Projects

All of the modeling within DataRobot happens within a project. Each project has one dataset that is used as the source from which to train models.

Create a project

You can create a project from previously-created Datasets or directly from a data source.

import datarobot as dr
dataset = Dataset.create_from_file(file_path='/home/user/data/last_week_data.csv')
project = dr.Project.create_from_dataset(dataset.id, project_name='New Project')

The following command creates a new project directly from a data source. You must specify a path to data file, file object URL (starting with http://, https://, file://, or s3://), raw file contents, or a pandas.DataFrame object when creating a new project. Path to file can be either a path to a local file or a publicly accessible URL.

import datarobot as dr
project = dr.Project.create('/home/user/data/last_week_data.csv',
                            project_name='New Project')

You can use the following commands to view the project ID and name:

project.id
>>> u'5506fcd38bd88f5953219da0'
project.project_name
>>> u'New Project'

Select modeling parameters

The final information needed to begin modeling includes the target feature, queue mode, metric for comparing models, and optional parameters such as weights, offset, exposure, and downsampling.

Target

The target must be the name of one of the columns of data uploaded to the project.

Metric

The optimization metric used to compare models is an important factor in building accurate models. If a metric is not specified, the default metric recommended by DataRobot will be used. You can use the following code to view a list of valid metrics for a specified target:

target_name = 'ItemsPurchased'
project.get_metrics(target_name)
>>> {'available_metrics': [
         'Gini Norm',
         'Weighted Gini Norm',
         'Weighted R Squared',
         'Weighted RMSLE',
         'Weighted MAPE',
         'Weighted Gamma Deviance',
         'Gamma Deviance',
         'RMSE',
         'Weighted MAD',
         'Tweedie Deviance',
         'MAD',
         'RMSLE',
         'Weighted Tweedie Deviance',
         'Weighted RMSE',
         'MAPE',
         'Weighted Poisson Deviance',
         'R Squared',
         'Poisson Deviance'],
     'feature_name': 'SalePrice'}

Partitioning method

DataRobot projects always have a Holdout set used for final model validation.

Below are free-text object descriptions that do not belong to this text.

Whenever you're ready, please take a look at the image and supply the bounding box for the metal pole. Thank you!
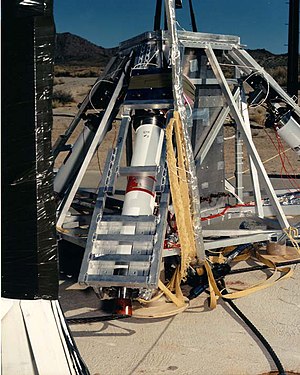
[56,57,132,229]
[188,0,198,32]
[154,0,163,31]
[240,87,264,217]
[287,0,299,97]
[235,126,244,200]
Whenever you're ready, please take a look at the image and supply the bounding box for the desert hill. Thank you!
[54,32,300,86]
[246,48,289,68]
[55,32,117,66]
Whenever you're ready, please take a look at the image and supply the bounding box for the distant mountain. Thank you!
[54,32,297,73]
[54,32,117,66]
[246,48,289,69]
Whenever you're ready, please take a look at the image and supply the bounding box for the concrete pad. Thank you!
[59,264,300,375]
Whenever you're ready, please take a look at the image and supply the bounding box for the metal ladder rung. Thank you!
[100,215,156,223]
[97,215,157,235]
[118,165,159,176]
[89,254,152,262]
[93,233,154,242]
[83,275,150,288]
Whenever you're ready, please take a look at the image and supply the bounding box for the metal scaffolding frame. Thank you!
[54,29,300,293]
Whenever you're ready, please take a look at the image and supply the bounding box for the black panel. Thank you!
[2,0,58,299]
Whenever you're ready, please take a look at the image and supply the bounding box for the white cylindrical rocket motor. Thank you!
[278,114,300,156]
[115,115,164,271]
[122,116,164,216]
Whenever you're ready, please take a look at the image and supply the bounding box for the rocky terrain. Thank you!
[55,32,116,66]
[54,32,116,77]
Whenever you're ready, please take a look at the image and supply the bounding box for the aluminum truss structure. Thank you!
[54,29,300,296]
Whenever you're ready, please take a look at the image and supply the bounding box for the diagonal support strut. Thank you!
[205,44,289,230]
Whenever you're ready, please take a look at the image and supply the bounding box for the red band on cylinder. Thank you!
[126,176,155,197]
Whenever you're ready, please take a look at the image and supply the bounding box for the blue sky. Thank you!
[54,0,291,54]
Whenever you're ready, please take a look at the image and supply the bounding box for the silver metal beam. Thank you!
[201,203,300,225]
[227,49,252,75]
[203,229,278,237]
[224,180,244,204]
[56,58,132,229]
[240,87,264,217]
[204,232,277,250]
[106,110,131,193]
[235,125,244,200]
[177,30,240,47]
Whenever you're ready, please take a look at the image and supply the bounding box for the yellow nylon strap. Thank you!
[283,227,300,254]
[166,111,196,280]
[139,111,197,310]
[208,254,226,264]
[173,267,185,301]
[138,269,185,306]
[222,246,251,263]
[158,279,186,307]
[204,257,293,309]
[137,290,164,305]
[207,272,218,309]
[233,253,251,263]
[56,226,69,234]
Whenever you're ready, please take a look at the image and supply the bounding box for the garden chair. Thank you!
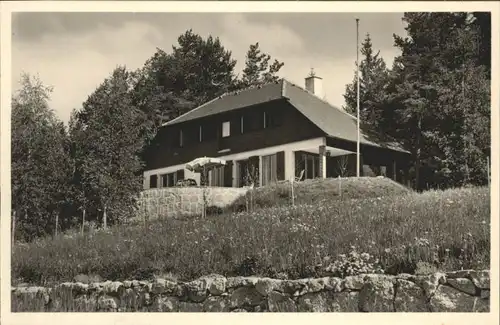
[294,169,305,182]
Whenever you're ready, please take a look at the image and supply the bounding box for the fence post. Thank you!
[55,212,59,237]
[487,156,490,188]
[103,205,107,229]
[12,210,16,248]
[291,176,295,207]
[81,208,86,236]
[338,175,342,199]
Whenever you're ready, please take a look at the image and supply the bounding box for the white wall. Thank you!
[143,137,326,189]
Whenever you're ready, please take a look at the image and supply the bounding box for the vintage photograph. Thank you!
[5,6,494,314]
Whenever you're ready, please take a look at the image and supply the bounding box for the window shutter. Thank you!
[224,161,233,187]
[177,170,185,182]
[150,175,158,189]
[276,151,285,181]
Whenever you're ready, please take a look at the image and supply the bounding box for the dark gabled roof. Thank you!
[163,79,409,153]
[164,81,284,125]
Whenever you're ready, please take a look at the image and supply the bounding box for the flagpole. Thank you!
[356,18,360,178]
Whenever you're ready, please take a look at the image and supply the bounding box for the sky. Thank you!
[12,12,407,124]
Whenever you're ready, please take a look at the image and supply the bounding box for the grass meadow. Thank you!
[11,178,490,286]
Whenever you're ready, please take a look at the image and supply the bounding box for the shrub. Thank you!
[323,246,385,277]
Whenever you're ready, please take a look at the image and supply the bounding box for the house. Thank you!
[143,71,411,189]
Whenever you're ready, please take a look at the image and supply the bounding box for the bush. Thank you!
[12,186,490,285]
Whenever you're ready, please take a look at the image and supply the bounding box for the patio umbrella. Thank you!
[185,157,227,173]
[185,156,227,217]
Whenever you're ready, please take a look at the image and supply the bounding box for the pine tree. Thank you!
[168,30,238,106]
[387,12,490,189]
[343,34,389,133]
[240,42,284,87]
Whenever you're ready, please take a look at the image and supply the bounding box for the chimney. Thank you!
[305,68,325,99]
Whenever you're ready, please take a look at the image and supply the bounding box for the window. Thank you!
[199,126,202,142]
[179,129,183,147]
[149,175,158,189]
[222,121,230,138]
[177,170,185,182]
[297,153,319,180]
[262,154,278,186]
[161,174,168,188]
[210,166,225,187]
[160,173,177,187]
[240,116,244,134]
[168,173,176,186]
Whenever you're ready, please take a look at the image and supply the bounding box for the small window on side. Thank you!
[149,175,158,189]
[222,121,230,138]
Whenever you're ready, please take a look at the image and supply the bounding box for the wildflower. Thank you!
[384,248,391,253]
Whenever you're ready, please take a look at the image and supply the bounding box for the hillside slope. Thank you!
[229,176,411,211]
[12,181,490,286]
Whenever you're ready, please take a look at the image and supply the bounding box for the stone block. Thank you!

You can use two different approaches for testing prior to the Holdout set:

Split the remaining data into training and validation sets.
Cross-validation, in which the remaining data is split into a number of folds (partitions); each fold serves as a validation set, with models trained on the other folds and evaluated on that fold.

There are several other options you can control. To specify a partition method, create an instance of one of the Partition Classes, and pass it as the partitioning_method argument in your call to project.analyze_and_model or project.start. As of v3.0 of the Python client, you can alternately use project.set_partitioning_method. See here for more information on using datetime partitioning.

Several partitioning methods include parameters for validation_pct and holdout_pct, specifying desired percentages for the validation and holdout sets. Note that there may be constraints that prevent the actual percentages used from exactly (or some cases, even closely) matching the requested percentages.

Queue mode

You can use the API to set the DataRobot modeling process to run Autopilot in manual, quick, or comprehensive mode.

Autopilot mode means that the modeling process will proceed completely automatically, including running recommended models, running at different sample sizes, and blending.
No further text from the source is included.